For traditional banks, the evolution is both a profound challenge and a significant opportunity. For decades, banks have owned the customer relationship, serving as the central hub for all financial needs. However, as non-financial platforms capture more of the user’s daily digital interaction, the direct relationship between the customer and their bank is becoming increasingly scarce.
“The rise of embedded finance presents a clear dilemma for traditional banks: opt in and share revenue with partners, or opt out and concede ground to tech players stepping into the financial space,” says Tom Spraggs, director and head of UK Retail, BMS Group.
Banks that cling to outdated models risk being outpaced by more agile, customer-centric players. The closure of over 20% of bank branches in Chile in the past three years, as reported by La Comisión del Mercado Financiero (CMF) is a stark reminder of the shift towards digital-first financial access.
However, many forward-thinking banks are adapting and embracing new business models.
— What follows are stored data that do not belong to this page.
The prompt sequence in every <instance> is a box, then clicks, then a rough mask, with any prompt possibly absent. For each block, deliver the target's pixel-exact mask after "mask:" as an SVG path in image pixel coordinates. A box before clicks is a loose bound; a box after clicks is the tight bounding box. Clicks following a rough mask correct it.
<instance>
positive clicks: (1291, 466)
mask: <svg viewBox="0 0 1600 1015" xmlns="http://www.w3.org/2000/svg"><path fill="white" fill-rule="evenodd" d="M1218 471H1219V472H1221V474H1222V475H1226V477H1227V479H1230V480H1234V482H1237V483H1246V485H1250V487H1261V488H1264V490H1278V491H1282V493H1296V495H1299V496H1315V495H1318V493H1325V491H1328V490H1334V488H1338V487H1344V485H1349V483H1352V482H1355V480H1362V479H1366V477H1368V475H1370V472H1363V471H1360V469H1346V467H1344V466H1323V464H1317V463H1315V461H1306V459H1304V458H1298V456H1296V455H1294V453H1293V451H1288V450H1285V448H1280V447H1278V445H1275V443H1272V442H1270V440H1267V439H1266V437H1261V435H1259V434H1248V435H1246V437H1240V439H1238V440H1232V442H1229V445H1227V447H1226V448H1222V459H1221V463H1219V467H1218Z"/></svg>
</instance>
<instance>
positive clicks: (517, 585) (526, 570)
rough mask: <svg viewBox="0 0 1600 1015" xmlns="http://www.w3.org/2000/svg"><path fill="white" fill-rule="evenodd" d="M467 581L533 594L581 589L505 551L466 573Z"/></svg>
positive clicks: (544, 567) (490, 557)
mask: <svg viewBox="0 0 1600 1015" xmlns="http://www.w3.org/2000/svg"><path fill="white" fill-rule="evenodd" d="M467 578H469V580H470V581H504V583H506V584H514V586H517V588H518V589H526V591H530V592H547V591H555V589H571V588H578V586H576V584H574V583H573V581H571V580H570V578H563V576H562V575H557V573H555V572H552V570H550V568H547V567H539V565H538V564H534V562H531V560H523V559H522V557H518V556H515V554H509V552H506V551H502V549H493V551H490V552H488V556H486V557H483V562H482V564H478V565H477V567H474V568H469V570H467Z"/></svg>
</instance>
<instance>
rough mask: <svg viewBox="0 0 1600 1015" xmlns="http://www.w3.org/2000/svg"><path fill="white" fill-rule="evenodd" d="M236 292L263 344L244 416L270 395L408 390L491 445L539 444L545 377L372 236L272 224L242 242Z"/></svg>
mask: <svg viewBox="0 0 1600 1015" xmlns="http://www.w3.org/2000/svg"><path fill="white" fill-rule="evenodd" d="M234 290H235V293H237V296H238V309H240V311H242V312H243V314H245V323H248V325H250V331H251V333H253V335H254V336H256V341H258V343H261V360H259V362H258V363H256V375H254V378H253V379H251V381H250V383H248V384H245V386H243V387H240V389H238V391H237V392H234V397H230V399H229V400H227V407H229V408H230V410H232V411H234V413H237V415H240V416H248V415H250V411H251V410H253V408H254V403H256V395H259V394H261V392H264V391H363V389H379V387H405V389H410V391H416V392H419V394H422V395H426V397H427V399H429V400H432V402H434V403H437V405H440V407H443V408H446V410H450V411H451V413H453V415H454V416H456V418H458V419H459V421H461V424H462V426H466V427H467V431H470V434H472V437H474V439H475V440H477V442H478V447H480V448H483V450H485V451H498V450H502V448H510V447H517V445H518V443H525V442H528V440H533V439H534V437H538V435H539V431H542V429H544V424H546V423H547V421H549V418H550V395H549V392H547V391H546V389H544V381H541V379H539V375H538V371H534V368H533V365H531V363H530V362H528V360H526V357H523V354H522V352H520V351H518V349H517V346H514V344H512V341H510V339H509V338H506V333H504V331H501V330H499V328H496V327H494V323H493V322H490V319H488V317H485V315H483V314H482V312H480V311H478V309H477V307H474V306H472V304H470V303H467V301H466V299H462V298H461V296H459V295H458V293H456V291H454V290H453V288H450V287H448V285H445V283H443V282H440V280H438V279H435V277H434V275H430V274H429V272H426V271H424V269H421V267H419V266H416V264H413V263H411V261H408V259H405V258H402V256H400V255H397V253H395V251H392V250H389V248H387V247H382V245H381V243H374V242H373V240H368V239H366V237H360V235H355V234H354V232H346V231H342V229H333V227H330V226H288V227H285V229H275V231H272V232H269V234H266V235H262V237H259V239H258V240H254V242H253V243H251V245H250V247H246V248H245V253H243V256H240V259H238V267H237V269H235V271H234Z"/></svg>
They have started Banking-as-a-Service (BaaS) capabilities, which enable them to become the invisible infrastructure providers that power embedded finance.
There are many reasons why they should do so. For one thing, banks are perfectly positioned to leverage their regulatory expertise, robust technology, and balance sheet strength to enable non-financial companies to offer financial products under their own brand. This allows them to expand their customer base, access new data insights, and diversify their services without investing in building direct-to-consumer digital products from scratch.
Meron Colbeci, Chief Product Officer at Checkout.com, has noted that, while embedded finance increases competition, the core value of banking apps remains strong, and partnerships are becoming essential.
The Future of Embedded Finance
The future of embedded finance is likely to become even more pervasive. Experts predict the global embedded finance market to reach a staggering $7.2 trillion by 2030. The integration of AI will further personalize financial offerings and enable real-time risk assessments for lending, tailored product recommendations, and enhanced security measures.
Financial services are likely to become even more anticipatory, seamlessly integrating into people’s lives to predict needs and offer solutions before they even consciously realize them.
For example, as embedded banking continues to evolve, solutions like Ready-to-Launch are stepping in to solve two of the biggest challenges facing financial institutions today — managing risk effectively and expanding customer reach. By consolidating oversight into a single, streamlined environment, banks gain the clarity and control needed to scale with confidence. Even better? This approach opens the door to new customer segments through smart partnerships with vertical SaaS platforms, redefining what’s possible in the next wave of banking innovation.
Bill Gates predicted this trend 30 long years ago, famously saying that as “banking is necessary, banks are not.” We seem to be witnessing this quote taking a life of its own before our very eyes.